Tags: font hash reversing
Rating:
# Kerning - Reversing - 150 Points
## Challenge description:
Made on an arch machine, by awg
"kerning" file from https://drive.google.com/open?id=1Ye5I5yUfuH_-ntAJMnd_ikAdb9DnszOD
## Lookin at it
Looks to be the usual reversing binary. Run the binary with the flag as the argument, and it will either tell you right or wrong.
```bash
~/kerning$ ./kerning
Usage: ./kerning WPI{some_Fl4g-to 7ry}
```
```bash
~/kerning$ ./kerning WPI{YOLOSWAGWHATSINTHEBAG}
Wrong
```
First examination of the main function reveals loading /usr/share/fonts/TTF/FreeSans.ttf, and then doing an md5sum on it. If this md5sum does not match 22f8930d33f395544eb0034b7de24f41, the process will exit.

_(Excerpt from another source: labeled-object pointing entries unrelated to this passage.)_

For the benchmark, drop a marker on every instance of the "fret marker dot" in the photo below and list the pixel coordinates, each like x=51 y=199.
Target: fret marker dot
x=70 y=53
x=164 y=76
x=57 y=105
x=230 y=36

The challenge description "Made on an arch machine" is somewhat of a hint, as the file matches the one in the official arch repo. https://www.archlinux.org/packages/extra/any/ttf-freefont/
We can also see a loop with some calls to various STB_truetype functions. https://github.com/nothings/stb/blob/master/stb_truetype.h
We can guess here that its probably rendering something using FreeSans as a font. That something further appears to be the flag we enter, as it loops through argv[1] as it is calling the STB functions.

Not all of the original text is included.